08 de julio 2023 - 00:15

En realidad, Azorín nace algo más tarde, el 28 de enero de 1904, cuando José Martínez Ruiz firma por primera vez con este pseudónimo en el periódico España, dirigido por Miguel Troyano. Tres años antes, en la tarde del 13 de febrero de 1901, el joven José Martínez Ruiz ha partido de la Puerta del Sol, calle de Alcalá abajo, en dirección a Atocha, buscando el cementerio de San Nicolás, donde se hallaba la tumba de Larra. La breve comitiva, de luto y con sombreros de copa, lleva en sus manos un ramo de violetas. ¿Quiénes son los oficiantes de este homenaje grupuscular y tardío? Ignacio Alberti, Camilo Bargiela, los hermanos Baroja, José Fluixá, Antonio Gil y el propio Martínez Ruiz. “Llegados ante la tumba del escritor –escribe Azorín–, depositaron en ella los ramitos de violetas, y uno de los jóvenes leyó un breve discurso en el que se enaltecía la memoria de Larra. Maestro de la presente juventud es Mariano José de Larra. La juventud de que aquí se habla es la que luego ha sido llamada generación del 98”. Acaso no sea necesario decir que el autor de aquel discurso fue José Martínez Ruiz, antes de trasmutarse en su alias.

Cabe preguntarse, por otro lado, qué encontraron aquellos jóvenes en la figura y en la obra del malogrado Fígaro. Y la respuesta pudiera extenderse en varias direcciones. Una primera es la pasión de España. Otra segunda es la atracción política. A ellas deben añadirse, con igual importancia, dos vías instrumentales: el vehículo del periodismo y la claridad literaria. Tiempo más tarde, escribiendo de don Emilio Castelar y de su inclinación retórica, Azorín resume el venero de donde nace la inquietud y la ambición noventayochista. “La generación de 1898 tenía que escribir claro y preciso. La hipérbole, sobre todo, nos desazonaba. No se podía juzgar del hecho histórico ni transcribir un paisaje sublimándolo con la hipérbole. No se podía dar la sensación de la realidad con adjetivos morales, sino acopiando el detalle expresivo. (…) La generación de 1898 condenaba el epíteto calificador y se atenía al pormenor auténtico”. Por supuesto, contra estos principios teóricos del 98 podría aducirse que también existe una retórica de la sencillez (véase Hemingway), y que Azorín suplió el adjetivo, sustituyó la metáfora, con el arcaísmo. A veces, cuando leemos las descripciones de Azorín, donde la soledad del paisaje tiembla y se detiene ante el lector, con la viveza de una obra impresionista (“primores de lo vulgar” fue la definición ortegiana para el estilo y la literatura de Azorín), a veces, repito, el lector se encuentra ante la realidad nueva de un viejo objeto, de un oficio ancilar, dicho por su nombre más genuino y extraño.

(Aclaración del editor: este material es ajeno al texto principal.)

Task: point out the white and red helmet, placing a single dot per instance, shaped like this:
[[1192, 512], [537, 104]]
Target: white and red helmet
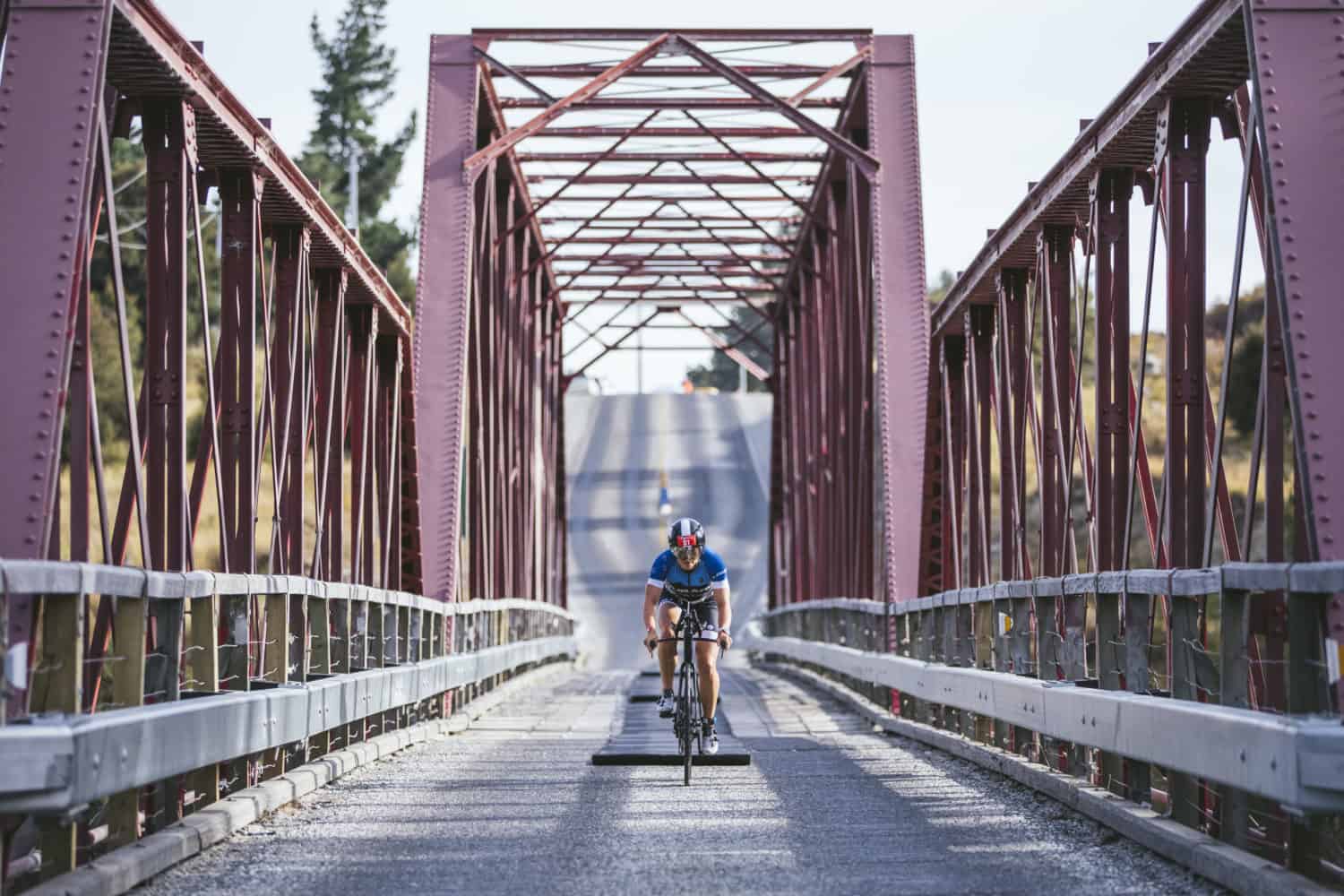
[[685, 533]]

Este pormenor arcaizante de Azorín obra, no obstante, en el mismo sentido que aquella exigencia de veracidad, de exactitud, de sencillez documental, que dice mover al 98. También la pasión urgente y primeriza de Nietzsche, leído con superficialidad, que sería determinante en el joven Baroja. Para Azorín, a quien pudiéramos considerar el antagonista literario de otro gran escritor levantino, coetáneo suyo, Gabriel Miró, el corazón del 98 lo componen Baroja, Unamuno, Ramiro de Maetzu y él mismo. Esto es, tres vascos y un alicantino, cuya idea de la futura España radicaba, sin embargo, como emanación natural del paisaje, en “la gravedad castellana”. Esta gravedad, en todo caso, carece de un sentido regional, puesto que su significación es generacional, instrumental, antirretórica. La gravedad castellana del 98 (una gravedad y una espiritualidad adusta que encontrarán resumida en el Greco), es útil en tanto que herramienta de precisión que describa y acote la realidad geográfica, política y social de España; y no solo eso, sino en tanto que sirva para escribir una historia de España en la que triunfe, no la épica tardorromántica, sino el certero pormenor de la vida y las costumbres populares. Este es el alcance profundo del término “intrahistoria” acuñado por Unamuno. Un término y una óptica disciplinar que determinarán una parte sustancial de la historiografía del XX y el XXI, de Huizinga a Braudel y Carlo Ginzburg.

Leído hoy, en su aparente falta de ambición, en su cálida distancia a la manera de Montaigne, Azorín es un gigante intacto. Y digo intacto en el sentido de que el tiempo no ha hecho presa en su escritura. Al contrario, en la primorosa claridad de Azorín, es el tiempo quien parpadea y gravita ante nosotros, como una ofrenda viva de otro siglo.